Voici les informations que j'ai trouvé sur le site du Code de déontologie des policiers du Québec appliqué
Article 6 : Le policier doit éviter toute forme d'abus d'autorité dans ses rapports avec le public.
Notamment, le policier ne doit pas :
1. avoir recours à une force plus grande que celle nécessaire pour accomplir ce qui lui est enjoint ou permis de faire;
2. faire des menaces, de l'intimidation ou du harcèlement;
3. porter sciemment une accusation contre une personne sans justification;
4. abuser de son autorité en vue d'obtenir une déclaration;
5. détenir, aux fins de l'interroger, une personne qui n'est pas en état d'arrestation.

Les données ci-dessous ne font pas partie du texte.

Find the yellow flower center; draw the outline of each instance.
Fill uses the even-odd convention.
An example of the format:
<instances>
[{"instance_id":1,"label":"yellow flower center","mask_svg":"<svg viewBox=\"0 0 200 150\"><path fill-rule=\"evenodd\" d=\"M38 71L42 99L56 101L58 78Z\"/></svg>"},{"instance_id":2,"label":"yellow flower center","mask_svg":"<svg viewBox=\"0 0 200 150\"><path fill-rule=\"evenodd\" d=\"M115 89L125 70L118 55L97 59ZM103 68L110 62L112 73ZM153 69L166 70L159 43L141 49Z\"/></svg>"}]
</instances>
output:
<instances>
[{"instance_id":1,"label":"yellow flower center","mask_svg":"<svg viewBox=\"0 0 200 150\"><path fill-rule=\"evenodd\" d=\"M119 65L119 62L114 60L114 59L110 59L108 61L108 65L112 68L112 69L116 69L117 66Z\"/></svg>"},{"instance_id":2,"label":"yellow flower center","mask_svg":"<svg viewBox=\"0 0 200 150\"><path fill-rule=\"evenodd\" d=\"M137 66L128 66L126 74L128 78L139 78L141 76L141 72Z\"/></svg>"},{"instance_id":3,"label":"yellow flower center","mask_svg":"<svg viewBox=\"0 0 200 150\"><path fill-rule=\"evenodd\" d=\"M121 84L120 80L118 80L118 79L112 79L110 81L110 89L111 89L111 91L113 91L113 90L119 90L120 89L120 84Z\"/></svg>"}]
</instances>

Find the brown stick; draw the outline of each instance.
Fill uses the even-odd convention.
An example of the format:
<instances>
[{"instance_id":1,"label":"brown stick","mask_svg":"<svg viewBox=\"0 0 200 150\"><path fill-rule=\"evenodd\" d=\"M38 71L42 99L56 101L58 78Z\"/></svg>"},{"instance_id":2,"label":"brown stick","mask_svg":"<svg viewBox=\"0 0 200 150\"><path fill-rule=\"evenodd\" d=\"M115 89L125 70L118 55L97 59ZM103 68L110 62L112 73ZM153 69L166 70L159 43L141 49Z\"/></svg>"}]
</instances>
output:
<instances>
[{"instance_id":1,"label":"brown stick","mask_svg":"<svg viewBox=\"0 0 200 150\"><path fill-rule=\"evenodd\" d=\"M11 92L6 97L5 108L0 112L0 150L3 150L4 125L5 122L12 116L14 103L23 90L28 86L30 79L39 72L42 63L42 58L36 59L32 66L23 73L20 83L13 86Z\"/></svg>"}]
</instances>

L'imposition des menottes est balisée par le premier paragraphe de cet article
C.D.P. c. Wilkie, Johnson, Royal et al, 19 janvier 2004 C-2003-3127-3 à C-2003-3129-3 / 01-0770
À maintes reprises, le Comité a statué que la mise des menottes à une personne arrêtée ou sous garde policière n'était pas une procédure automatique mais qu'elle devait plutôt relever du jugement du policier, compte tenu de toutes les circonstances de la situation en cause". Le Comité de déontologie considère que les policiers cités ont enfreint leur Code de déontologie en menottant une personne alors que la preuve a démontré qu'elle ne présentait aucun risque significatif pour la sécurité des personnes présentes.
C.D.P. c. Labelle et Demers, 22 août 1997 / C-96-1923-2, C-96-1924-2, 96-0382
L'usage automatique des menottes n'est pas la règle et l'agent doit exercer son jugement pour évaluer le degré de dangerosité d'un individu et pour décider si l'usage des menottes est nécessaire.